How in the world can we escape this revolving door of compulsive consumerism?
I believe as Kingdom dwellers and seekers, we are wise to “seek first the kingdom of God” because “all these things will be added to you.” Let’s be intentional and think deeply about what we need versus what we want. Ask Holy Spirit to give us discernment to see beyond the marketing ploys and give us self-control, a much needed gift He bestows on His loved ones. And ponder how quality always trumps quantity. A well-made item with heart and skill crafted into it will be treasured more fully than mass produced, rubber-stamped junk items.

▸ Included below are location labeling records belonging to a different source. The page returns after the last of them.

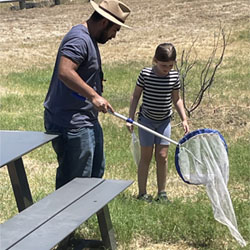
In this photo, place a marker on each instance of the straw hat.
(113, 10)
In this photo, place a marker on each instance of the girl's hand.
(185, 126)
(130, 127)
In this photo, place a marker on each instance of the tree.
(207, 74)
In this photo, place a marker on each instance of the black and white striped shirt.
(157, 93)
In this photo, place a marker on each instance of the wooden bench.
(47, 222)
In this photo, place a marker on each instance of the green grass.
(185, 220)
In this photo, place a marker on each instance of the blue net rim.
(188, 137)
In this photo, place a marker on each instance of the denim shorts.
(79, 152)
(162, 127)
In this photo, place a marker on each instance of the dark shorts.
(162, 127)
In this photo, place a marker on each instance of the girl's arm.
(178, 103)
(133, 105)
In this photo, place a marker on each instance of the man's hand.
(101, 104)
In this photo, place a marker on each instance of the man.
(75, 97)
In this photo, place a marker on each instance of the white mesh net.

We live in a throw-away culture, but let’s not buy the lie that produces so much waste. I don’t know whether I’ll ever get to this place, but I cannot disagree with the writer of 1 Timothy who spoke to the church, encouraging them to be content in what they’ve been given. The verses are well worth repeating here: “Of course, godliness with contentment is great gain. For we brought nothing into the world, so we cannot carry anything out of it. But if we have food and clothing, we will be content with these.” (1 Tim. 6:6-8)
So, little by little I’m purging what is unnecessary and what lacks beauty. Just as I desire quality, depth, and loveliness in my Jesus walk, I desire the same in the material realm. I ain’t taking it with me when I’m gone, so minimizing now sounds like wisdom.